In a programming language like C or C++, it is possible to either allocate a new
object (in C it would be a struct) on the heap or to create it on the
stack, in memory allocated to an automatic variable.
In Java, all automatic variables contain either primitive values such
as int and float, or pointers, called references in Java.
The result is that any objects that, in C++, would be stored on the
stack in the memory for an automatic local variable, must instead be
stored in the heap.
This unnecessarily contributes to the workload of the garbage
collector.
Our hypothesis is that a compiler can identify a significant number of object allocation operations that can be changed from heap allocation to stack allocation. To test this hypothesis, we instrumented a Java virtual machine to detect, at runtime, objects that could have been allocated on the stack instead of on the heap. Using our most conservative analysis, we believe a compiler can move, on the order of 10% of the collectible objects from the heap to a stack. If we make the non-conservative assumption that native methods do not create any permanent references to objects passed in as parameters, then the percentage jumps as high as 56% in one case.
In order to test our hypothesis, we instrumented a Java virtual machine to include reference counting. We weren't using the reference counting for the primary garbage collection, which was not modified. We need reference counting because we need to know the earliest point at which an object becomes collectible. We then check to see if the stack frame for the method that created the object is still on the stack. If the frame is still on the stack then the object could have been allocated on the stack instead of the heap and trivially reclaimed when the frame is popped from the stack. We call such an object a stackable object.
A compile time algorithm must make a decision for all objects created by a particular statement. It is possible that only some objects created from a particular statement might be stackable. We therefore are interested in allocation statements that create only stackable objects. We call such an allocation statement a stackable allocation.
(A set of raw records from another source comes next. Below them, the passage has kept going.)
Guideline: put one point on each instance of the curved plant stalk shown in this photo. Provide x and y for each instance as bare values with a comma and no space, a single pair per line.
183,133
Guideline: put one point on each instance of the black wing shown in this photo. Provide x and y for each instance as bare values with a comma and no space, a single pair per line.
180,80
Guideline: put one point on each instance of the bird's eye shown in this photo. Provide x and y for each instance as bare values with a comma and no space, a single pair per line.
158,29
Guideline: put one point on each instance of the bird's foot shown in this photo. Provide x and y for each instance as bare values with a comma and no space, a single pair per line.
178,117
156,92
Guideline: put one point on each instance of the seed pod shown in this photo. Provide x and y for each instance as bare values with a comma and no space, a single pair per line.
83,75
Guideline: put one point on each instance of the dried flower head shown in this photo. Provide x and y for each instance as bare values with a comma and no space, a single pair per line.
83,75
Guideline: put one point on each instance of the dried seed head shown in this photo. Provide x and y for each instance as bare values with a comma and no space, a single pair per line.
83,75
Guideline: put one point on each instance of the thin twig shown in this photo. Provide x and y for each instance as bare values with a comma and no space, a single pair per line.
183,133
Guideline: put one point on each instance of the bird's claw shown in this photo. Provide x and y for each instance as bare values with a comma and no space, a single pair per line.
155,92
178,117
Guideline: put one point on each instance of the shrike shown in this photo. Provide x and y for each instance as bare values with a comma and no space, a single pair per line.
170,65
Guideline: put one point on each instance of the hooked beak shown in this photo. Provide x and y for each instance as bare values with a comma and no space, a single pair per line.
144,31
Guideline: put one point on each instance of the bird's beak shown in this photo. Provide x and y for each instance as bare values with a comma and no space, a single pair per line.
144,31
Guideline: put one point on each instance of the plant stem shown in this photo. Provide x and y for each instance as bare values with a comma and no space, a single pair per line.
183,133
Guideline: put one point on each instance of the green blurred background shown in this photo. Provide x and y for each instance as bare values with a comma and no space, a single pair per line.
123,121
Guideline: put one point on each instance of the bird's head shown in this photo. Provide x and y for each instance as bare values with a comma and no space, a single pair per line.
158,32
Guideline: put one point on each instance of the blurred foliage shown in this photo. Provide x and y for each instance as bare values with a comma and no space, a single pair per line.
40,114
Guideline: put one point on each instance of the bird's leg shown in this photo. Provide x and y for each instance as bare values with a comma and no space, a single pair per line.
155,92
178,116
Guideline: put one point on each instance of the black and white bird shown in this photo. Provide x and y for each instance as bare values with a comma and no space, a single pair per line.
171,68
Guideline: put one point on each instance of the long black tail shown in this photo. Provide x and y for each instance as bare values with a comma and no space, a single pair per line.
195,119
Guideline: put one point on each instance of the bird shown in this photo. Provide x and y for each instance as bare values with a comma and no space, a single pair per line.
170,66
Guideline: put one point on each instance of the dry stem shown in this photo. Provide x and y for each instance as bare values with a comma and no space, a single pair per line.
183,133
The number we are most interested in is the percentage of collectible objects that were created by a stackable allocation. These are the percentages mentioned in the introduction, which range from 0% to 56% for the tests we have run. Our tests include a simple computer game with a graphical user interface, a bulletin board server, a client for the bulletin board that uses a graphical user interface, and the Java compiler from JavaSoft compiling a ten class program (the game we tested).
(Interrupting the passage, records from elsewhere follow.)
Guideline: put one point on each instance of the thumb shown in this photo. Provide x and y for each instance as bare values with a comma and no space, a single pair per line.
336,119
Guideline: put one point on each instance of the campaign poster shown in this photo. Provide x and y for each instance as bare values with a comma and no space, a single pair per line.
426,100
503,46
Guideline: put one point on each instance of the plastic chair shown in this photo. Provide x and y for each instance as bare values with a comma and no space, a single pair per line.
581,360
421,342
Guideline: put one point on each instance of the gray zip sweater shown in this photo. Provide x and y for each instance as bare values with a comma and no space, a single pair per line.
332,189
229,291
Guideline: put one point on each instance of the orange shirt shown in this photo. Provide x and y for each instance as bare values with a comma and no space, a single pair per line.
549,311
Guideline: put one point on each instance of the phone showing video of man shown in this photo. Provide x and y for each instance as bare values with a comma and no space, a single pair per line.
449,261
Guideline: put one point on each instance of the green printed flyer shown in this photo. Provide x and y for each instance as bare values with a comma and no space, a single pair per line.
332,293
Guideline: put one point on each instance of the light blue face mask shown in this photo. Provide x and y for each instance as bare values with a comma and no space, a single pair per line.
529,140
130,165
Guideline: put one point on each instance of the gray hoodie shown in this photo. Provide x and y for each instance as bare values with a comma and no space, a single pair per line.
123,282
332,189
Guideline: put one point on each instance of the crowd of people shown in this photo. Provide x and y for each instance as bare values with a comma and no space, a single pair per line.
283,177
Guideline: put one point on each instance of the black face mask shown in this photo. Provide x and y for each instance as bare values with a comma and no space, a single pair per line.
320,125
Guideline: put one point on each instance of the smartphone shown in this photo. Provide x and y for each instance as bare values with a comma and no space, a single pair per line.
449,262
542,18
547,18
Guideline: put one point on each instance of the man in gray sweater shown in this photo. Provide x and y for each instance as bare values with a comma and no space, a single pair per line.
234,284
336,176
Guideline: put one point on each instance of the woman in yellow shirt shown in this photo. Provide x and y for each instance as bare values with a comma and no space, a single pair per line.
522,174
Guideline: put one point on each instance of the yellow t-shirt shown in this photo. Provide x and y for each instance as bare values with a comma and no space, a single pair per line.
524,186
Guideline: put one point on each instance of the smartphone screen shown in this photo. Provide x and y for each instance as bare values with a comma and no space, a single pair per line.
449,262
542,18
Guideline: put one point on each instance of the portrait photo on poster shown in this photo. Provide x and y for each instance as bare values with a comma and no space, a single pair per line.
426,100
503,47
The Java virtual machine that we instrumented is the one in JDK1.0.2 from JavaSoft. This was done prior to the introduction of the Java Native Interface (JNI) specification. JNI requires native methods to register any permanent references to objects that are passed in as parameters. A native method is a method (function) written in some language other than Java that is callable from Java. Providing a means for a garbage collector to accurately track all references to objects is necessary for some garbage collection algorithms. Similarly, our analysis of stackable versus non-stackable objects requires us to accurately track all references. Without JNI, we could not accurately track references that were passed in to native methods. To address this problem, we computed two sets of numbers. One set assumes that native methods do not make permanent copies of references and thus do not impact the stackability of an object. The other set assumes that any object passed to a native method is not stackable. Reality obviously lies somewhere in between.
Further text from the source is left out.